The aims of applying Principal Component Analysis (PCA):
library(ggplot2)
library(factoextra)
library(corrplot)
library(gridExtra)
The dataset contains various cement characteristics and the final strength of concrete. Relationships between these characteristics will be analyzed.
concrete <- read.csv("Concrete strength prediction.csv")
# rename columns for better readability
colnames(concrete) <- c("Cement", "Slag", "FlyAsh", "Water", "Superplasticizer", "CoarseAgg", "FineAgg", "Age", "Strength")
# "Strength" is excluded to perform PCA only on independent variables.
independent_vars <- concrete[, 1:8]
# inspect the structure of the dataset
str(independent_vars)
## 'data.frame': 1030 obs. of 8 variables:
## $ Cement : num 540 540 332 332 199 ...
## $ Slag : num 0 0 142 142 132 ...
## $ FlyAsh : num 0 0 0 0 0 0 0 0 0 0 ...
## $ Water : num 162 162 228 228 192 228 228 228 228 228 ...
## $ Superplasticizer: num 2.5 2.5 0 0 0 0 0 0 0 0 ...
## $ CoarseAgg : num 1040 1055 932 932 978 ...

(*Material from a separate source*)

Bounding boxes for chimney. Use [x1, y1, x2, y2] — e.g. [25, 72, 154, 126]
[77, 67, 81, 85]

## $ FineAgg : num 676 676 594 594 826 ...
## $ Age : num 28 28 270 365 360 90 365 28 28 28 ...
Visualization of correlations between the variables helps to understand their relationships before applying PCA.
correlation_matrix <- cor(independent_vars)
corrplot(correlation_matrix, method = "color", tl.cex = 0.8, number.cex = 0.7)
Superplasticizer variable is exluded due to high correlation with Water.
independent_vars <- subset(independent_vars, select = -Superplasticizer)
PCA was applied to reduce the dataset’s dimensionality while preserving the maximum variance and information. The primary objective of this process is to simplify analysis and visualization by reducing the dataset’s size while retaining as much of the original data structure as possible.
# standardization to ensure that all variables contribute equally to the analysis
vars_scaled <- scale(independent_vars)
# PCA applied
pca_result <- prcomp(vars_scaled, center = F, scale. = TRUE)
summary(pca_result)
## Importance of components:
## PC1 PC2 PC3 PC4 PC5 PC6 PC7
## Standard deviation 1.3806 1.1730 1.0978 1.0067 0.9138 0.79602 0.1756
## Proportion of Variance 0.2723 0.1966 0.1722 0.1448 0.1193 0.09052 0.0044
## Cumulative Proportion 0.2723 0.4688 0.6410 0.7858 0.9051 0.99560 1.0000
We retain only components with eigenvalues greater than 1, as per Kaiser’s criterion.
## Number of components with eigenvalue > 1: 4
A scree plot helps visualize the eigenvalues and determine the optimal number of components to retain. According do Kaiser’s rule, 4 components are eligible to be chosen.
This plot illustrates the percentage of variance explained by each
principal component.
4 chosen components are responsible for explanation of almost 79% of variation which is satisfactory.
This plot shows how well each variable is represented in the PCA
space. Variables pointing in the same direction are positively
correlated, while those in opposite directions are negatively
correlated.
FineAgg and FlyAsh are positively correlated variables, but they are both negatively correlated with Age. Strong negative correlation can be also observed between CoarseAgg and Slag.
This visualization projects individual observations onto the PCA
dimensions, highlighting their variance.
Most of observations seem to be grouped just above and to the right from the center.
Here, we analyze which variables contribute the most to each
principal component.
Different principal components capture distinct aspects of concrete formulation, including mix balance, strength, aggregate structure, and aging effects. Reduction of dimensionality helps with better understanding the dataset while retaining most of its key information.